After I build the Azure VM and joined to a domain, I need to add a windows user to SQL Server login. I am using DSC for this, the code is
Configuration SQLConfig
{
param(
# Parameter help description
[Parameter(Mandatory =$true)][string]$ServerName,
[System.Management.Automation.PSCredential] $Credential
)
Import-DscResource -ModuleName SqlServerDsc
Import-DscResource -ModuleName PSDesiredStateConfiguration
Node localhost
{
SqlServerLogin addsysadmin
{
Ensure = 'Present'
Name = $Credential.UserName
LoginType = 'WindowsUser'
ServerName = $ServerName
InstanceName = 'MSSQLSERVER'
PsDscRunAsCredential = $Credential
LoginMustChangePassword = $false
}
}
}
However, the deployment fails with the following error.

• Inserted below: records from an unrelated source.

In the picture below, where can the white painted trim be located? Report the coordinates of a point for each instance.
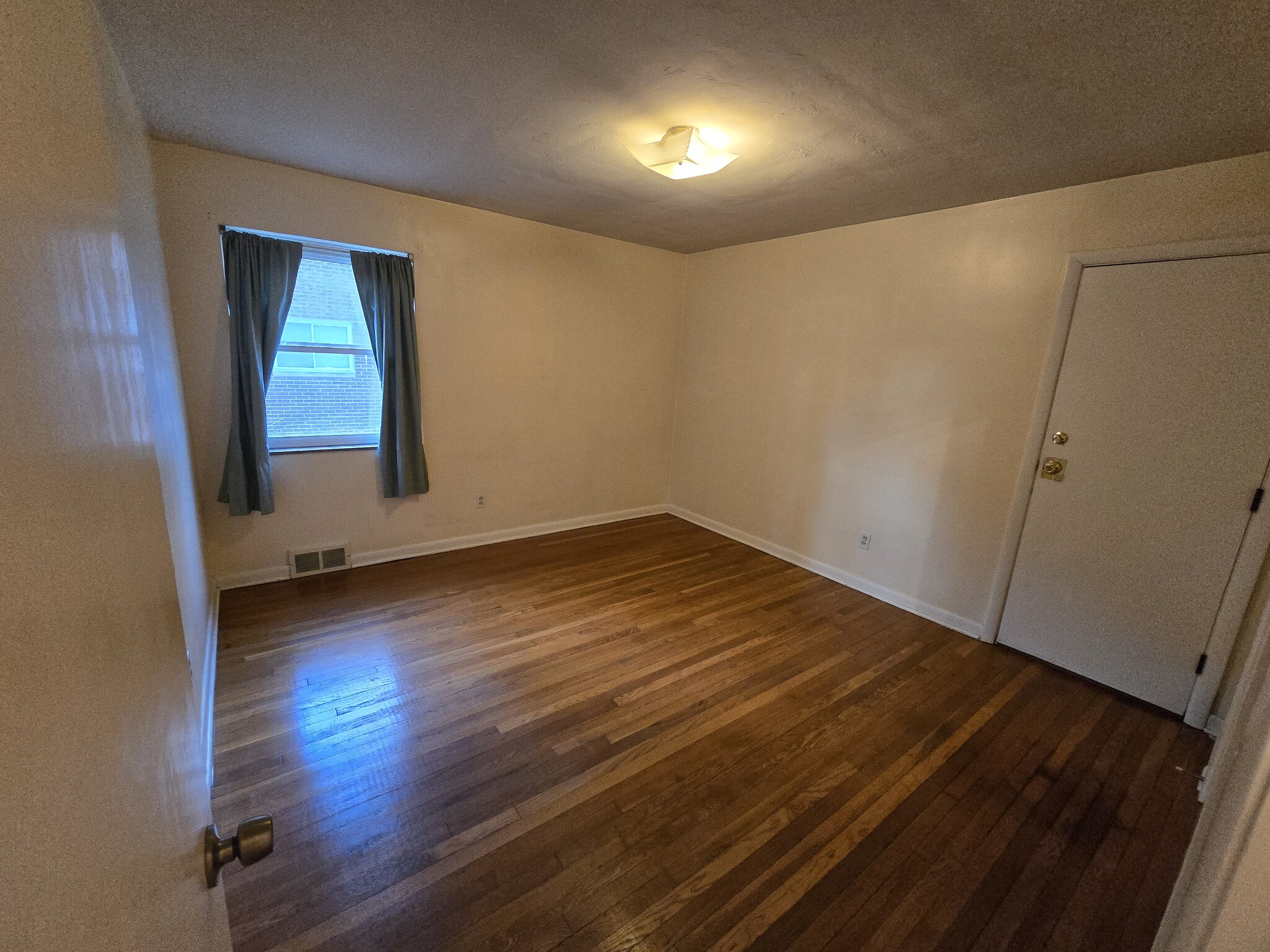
(870, 588)
(207, 701)
(277, 573)
(1251, 553)
(252, 576)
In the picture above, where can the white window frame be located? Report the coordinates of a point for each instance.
(321, 350)
(324, 441)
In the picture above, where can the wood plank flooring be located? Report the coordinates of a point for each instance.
(648, 736)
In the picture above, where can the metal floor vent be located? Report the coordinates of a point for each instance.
(318, 560)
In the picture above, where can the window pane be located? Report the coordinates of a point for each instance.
(334, 362)
(288, 361)
(314, 394)
(332, 334)
(296, 332)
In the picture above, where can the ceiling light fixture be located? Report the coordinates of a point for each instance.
(682, 154)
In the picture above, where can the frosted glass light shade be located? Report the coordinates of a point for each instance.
(682, 154)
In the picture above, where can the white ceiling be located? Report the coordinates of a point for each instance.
(842, 112)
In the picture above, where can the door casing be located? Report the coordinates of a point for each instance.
(1256, 541)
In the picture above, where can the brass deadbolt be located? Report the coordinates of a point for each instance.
(251, 843)
(1052, 469)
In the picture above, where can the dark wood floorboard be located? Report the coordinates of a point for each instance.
(648, 736)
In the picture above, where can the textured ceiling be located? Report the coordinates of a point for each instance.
(842, 112)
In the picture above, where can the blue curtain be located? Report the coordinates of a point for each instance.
(386, 286)
(259, 282)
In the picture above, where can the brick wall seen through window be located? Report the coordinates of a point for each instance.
(315, 395)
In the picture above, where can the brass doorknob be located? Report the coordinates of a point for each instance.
(251, 843)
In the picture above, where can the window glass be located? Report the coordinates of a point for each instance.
(318, 397)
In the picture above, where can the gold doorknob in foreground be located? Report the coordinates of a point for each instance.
(251, 843)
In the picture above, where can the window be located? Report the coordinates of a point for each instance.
(326, 390)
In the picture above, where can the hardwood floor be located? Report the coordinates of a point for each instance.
(647, 736)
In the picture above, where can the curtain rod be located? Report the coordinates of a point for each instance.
(316, 243)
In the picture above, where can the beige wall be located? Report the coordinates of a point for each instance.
(102, 790)
(548, 362)
(881, 377)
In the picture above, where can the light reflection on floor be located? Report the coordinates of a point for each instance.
(346, 707)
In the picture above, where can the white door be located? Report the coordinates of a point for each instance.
(1165, 399)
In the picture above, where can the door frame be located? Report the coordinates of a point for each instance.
(1256, 540)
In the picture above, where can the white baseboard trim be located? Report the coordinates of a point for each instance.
(207, 702)
(252, 576)
(259, 576)
(901, 601)
(1213, 726)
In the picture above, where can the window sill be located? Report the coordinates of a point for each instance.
(286, 451)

PowerShell DSC resource MSFT_SqlServerLogin failed to execute Test-TargetResource functionality with error message: System.InvalidOperationException: Failed to connect to SQL instance 'localhost'. + CategoryInfo : InvalidOperation: (root/Microsoft/...gurationManager:String) [], CimException + FullyQualifiedErrorId : ProviderOperationExecutionFailure + PSComputerName : localhost
It looks like the DSC is trying to connect to SQL server as the user I am trying to add. What I mean is, if I try to add MyDomain\xxx.zzz, then I get the error in SQL Log
"Login failed for user 'MyDomain\xxx.zzz'. Reason: Could not find a login matching the name provided. [CLIENT: ]"
What am I doing wrong?
Thanks
Your conclusion is right.
PsDscRunAsCredential = $Credentialinstructs the DSC Local Configuration Manager to use $credential to execute the commands. You might want to specify an existing SQL login with sufficient permission to add additional logins to PsDscRunAsCredential.